Los excesivos precios de las copas en los bares y el riesgo de consumir alcohol de mala calidad, el coloquialmente llamado garrafón. Ésas son algunas de las razones que dan los jóvenes que practican «botellón» para justificar su práctica. Sin embargo, los hosteleros de la zona de movida de Avilés niegan la mayor y defienden la calidad de las bebidas que sirven, al tiempo que justifican la diferencia de precios con respecto a los de los supermercados con la necesidad de ofrecer un servicio de calidad.
«Hace mucho tiempo que en los bares de ambiente juvenil de Avilés no se da garrafón», señala un hostelero de la zona de Sabugo. «Antes se servía alcohol de muy baja calidad en botellas de marca, y daba el pego. Otro método era dejar una botella destapada mucho tiempo, con lo que el alcohol perdía fuerza, se quedaba aguado, y duraba más tiempo. Ahora ya no se hace, al menos en los casos que conozco», comenta el propietario de un bar de la zona de movida.

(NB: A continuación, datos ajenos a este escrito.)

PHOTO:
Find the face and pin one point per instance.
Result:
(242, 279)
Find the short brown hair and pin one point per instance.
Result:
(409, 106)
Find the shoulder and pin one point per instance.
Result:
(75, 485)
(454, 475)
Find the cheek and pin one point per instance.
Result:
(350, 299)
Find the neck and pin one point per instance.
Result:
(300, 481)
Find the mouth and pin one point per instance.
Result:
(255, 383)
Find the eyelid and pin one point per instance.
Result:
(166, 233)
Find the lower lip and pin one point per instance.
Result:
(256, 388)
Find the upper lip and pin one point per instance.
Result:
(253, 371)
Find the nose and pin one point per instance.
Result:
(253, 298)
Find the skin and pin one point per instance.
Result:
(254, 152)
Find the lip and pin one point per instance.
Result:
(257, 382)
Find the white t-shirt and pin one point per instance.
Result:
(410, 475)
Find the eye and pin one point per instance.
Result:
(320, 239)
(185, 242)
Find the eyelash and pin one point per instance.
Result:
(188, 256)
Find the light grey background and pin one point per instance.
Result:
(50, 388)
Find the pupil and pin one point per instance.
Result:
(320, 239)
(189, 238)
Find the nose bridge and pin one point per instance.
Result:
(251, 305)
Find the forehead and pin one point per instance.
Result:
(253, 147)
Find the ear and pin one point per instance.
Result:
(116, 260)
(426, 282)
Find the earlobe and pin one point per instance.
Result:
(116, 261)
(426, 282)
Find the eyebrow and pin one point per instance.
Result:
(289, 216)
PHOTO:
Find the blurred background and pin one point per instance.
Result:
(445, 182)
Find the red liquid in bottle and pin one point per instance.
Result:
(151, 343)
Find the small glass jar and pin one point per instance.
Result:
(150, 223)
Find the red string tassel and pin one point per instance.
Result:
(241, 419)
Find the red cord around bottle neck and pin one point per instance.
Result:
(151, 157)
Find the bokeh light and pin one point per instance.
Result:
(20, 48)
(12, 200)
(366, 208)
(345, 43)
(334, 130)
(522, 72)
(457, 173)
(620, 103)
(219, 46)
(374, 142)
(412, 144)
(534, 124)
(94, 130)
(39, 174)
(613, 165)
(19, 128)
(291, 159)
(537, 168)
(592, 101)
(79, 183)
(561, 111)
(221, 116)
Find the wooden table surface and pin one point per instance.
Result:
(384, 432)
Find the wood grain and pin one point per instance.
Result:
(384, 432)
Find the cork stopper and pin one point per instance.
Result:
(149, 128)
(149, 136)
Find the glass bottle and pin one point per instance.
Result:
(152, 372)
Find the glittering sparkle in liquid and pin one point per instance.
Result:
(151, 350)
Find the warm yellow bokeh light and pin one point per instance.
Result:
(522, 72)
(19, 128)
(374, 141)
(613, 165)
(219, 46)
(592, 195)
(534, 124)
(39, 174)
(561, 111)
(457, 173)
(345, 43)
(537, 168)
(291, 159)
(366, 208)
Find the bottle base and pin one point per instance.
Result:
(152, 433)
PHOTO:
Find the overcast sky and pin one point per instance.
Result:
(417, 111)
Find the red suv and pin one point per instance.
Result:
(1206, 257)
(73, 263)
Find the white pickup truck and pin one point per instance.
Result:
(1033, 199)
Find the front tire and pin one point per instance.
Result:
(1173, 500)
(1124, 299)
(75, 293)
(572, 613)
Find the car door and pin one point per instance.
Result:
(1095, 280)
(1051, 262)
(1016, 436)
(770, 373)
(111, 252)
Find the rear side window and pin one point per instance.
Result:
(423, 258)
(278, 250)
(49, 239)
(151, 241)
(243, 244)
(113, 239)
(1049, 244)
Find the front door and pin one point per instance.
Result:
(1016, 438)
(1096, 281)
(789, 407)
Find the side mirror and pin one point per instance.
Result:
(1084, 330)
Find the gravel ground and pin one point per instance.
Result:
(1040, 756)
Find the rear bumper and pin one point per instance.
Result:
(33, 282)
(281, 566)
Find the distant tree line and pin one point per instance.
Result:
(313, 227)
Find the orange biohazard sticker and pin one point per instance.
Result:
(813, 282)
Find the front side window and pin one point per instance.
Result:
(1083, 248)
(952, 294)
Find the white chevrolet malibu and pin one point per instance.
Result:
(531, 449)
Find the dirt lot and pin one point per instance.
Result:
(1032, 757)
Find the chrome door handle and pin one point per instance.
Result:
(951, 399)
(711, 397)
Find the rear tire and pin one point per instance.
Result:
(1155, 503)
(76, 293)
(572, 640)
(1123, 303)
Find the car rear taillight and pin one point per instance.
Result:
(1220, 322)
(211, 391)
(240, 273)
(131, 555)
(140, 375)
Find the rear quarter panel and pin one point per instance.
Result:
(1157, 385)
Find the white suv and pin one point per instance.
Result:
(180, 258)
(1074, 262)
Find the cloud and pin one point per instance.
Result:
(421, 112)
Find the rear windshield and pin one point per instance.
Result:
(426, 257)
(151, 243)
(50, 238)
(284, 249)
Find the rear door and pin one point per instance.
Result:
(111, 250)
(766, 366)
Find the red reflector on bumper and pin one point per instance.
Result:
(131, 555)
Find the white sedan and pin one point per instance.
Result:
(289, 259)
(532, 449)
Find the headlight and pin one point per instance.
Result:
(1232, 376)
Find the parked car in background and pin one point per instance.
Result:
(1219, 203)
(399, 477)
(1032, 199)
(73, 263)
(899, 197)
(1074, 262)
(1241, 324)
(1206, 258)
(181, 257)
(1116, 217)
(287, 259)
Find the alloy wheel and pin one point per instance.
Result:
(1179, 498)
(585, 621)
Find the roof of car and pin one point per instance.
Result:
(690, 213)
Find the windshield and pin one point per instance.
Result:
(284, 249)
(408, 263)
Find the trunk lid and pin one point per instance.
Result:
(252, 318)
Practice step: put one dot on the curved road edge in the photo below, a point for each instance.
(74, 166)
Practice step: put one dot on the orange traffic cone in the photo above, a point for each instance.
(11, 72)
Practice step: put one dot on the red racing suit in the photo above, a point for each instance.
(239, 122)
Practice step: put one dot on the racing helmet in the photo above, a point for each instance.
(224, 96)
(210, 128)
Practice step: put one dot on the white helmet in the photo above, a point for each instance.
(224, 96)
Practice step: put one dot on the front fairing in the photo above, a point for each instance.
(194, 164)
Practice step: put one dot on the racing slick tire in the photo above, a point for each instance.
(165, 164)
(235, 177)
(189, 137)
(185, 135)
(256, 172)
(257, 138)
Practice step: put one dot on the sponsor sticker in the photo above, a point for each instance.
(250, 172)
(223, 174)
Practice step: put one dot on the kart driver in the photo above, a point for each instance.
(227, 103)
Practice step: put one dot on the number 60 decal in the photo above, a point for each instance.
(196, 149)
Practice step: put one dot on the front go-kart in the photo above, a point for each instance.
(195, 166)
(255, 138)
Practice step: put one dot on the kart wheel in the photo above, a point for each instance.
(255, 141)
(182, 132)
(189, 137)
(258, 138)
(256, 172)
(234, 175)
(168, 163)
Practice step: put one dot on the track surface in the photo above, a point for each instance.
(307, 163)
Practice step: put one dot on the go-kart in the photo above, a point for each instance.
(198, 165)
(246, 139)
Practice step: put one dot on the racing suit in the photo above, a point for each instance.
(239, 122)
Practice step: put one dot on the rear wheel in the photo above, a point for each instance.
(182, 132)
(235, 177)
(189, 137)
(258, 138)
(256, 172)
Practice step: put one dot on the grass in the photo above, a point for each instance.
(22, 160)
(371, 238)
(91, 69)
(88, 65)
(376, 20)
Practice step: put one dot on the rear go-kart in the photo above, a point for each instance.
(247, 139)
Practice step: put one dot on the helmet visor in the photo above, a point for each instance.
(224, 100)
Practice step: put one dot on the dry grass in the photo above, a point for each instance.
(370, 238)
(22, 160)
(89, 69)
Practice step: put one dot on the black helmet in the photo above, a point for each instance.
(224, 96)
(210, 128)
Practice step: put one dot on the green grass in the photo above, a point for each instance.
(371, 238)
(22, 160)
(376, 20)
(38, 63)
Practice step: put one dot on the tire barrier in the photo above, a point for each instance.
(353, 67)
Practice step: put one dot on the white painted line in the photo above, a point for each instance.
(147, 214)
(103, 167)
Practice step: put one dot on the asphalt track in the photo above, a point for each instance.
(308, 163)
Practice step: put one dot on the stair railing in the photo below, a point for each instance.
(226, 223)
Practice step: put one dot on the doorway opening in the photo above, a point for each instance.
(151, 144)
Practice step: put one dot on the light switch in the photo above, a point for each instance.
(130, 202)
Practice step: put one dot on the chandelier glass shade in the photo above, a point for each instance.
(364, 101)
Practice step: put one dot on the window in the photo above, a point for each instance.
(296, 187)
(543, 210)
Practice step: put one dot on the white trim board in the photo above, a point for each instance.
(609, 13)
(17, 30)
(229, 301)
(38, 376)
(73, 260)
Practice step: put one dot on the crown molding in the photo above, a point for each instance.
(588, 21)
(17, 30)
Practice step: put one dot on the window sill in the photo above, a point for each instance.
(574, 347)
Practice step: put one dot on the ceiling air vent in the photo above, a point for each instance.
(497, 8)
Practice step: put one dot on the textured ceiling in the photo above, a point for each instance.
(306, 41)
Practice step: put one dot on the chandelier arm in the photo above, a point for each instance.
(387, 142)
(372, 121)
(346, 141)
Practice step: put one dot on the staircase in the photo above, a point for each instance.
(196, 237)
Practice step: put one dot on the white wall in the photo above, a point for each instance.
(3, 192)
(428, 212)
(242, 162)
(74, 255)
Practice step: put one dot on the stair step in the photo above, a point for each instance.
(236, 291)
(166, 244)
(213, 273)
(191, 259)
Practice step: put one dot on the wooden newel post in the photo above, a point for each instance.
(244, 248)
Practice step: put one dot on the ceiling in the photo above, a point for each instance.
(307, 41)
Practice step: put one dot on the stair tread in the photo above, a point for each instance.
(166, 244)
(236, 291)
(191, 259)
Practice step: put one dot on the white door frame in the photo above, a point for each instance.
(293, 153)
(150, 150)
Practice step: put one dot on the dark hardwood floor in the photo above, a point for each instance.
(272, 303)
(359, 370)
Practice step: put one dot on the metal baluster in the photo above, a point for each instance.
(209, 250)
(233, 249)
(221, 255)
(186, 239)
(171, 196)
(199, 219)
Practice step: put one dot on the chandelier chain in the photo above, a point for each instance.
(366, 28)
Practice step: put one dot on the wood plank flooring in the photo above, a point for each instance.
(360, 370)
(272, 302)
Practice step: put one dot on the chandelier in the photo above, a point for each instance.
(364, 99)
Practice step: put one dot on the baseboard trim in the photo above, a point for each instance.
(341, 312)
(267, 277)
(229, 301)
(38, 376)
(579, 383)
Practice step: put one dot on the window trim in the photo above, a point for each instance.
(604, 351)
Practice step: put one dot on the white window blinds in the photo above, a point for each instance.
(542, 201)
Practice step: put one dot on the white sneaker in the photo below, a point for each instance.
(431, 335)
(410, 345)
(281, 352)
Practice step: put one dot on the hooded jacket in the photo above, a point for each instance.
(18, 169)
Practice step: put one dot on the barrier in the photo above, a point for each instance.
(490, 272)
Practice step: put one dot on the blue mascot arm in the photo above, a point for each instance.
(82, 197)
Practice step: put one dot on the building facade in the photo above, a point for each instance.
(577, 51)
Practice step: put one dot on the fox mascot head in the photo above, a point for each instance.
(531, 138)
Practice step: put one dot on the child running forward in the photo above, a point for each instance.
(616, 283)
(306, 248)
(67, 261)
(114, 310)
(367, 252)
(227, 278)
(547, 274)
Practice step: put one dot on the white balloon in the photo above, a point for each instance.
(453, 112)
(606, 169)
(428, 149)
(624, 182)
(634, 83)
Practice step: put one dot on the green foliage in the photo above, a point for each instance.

Sin embargo, no todas las opiniones coinciden. Los propietarios de locales con licencia de música amplificada, que pueden abrir hasta las cinco de la mañana, señalan competencia desleal por parte de aquellos con licencia de cafetería, que deben cerrar sus puertas a las 2 horas. «Hay bares que, a pesar de no tener licencia, abren hasta las tantas y sirven alcohol a gente muy joven», critica otro hostelero. Sin embargo, la ley prevé incluso el cierre del local en caso de servir alcohol a menores.
En cuanto al pretendido abuso en las tarifas que se aplican en los bares, los propietarios se justifican por la necesidad de ofrecer servicios de calidad. «Entiendo que por lo que cobramos por una cerveza (2,50 euros de media) un crío se puede comprar cinco latas en un súper, pero nosotros necesitamos pagar camareros, insonorización, alquiler, la licencia para pinchar música... Tenemos muchos gastos», señala un hostelero. El margen medio por venta de alcohol ronda el 300 por ciento con respecto al precio de compra.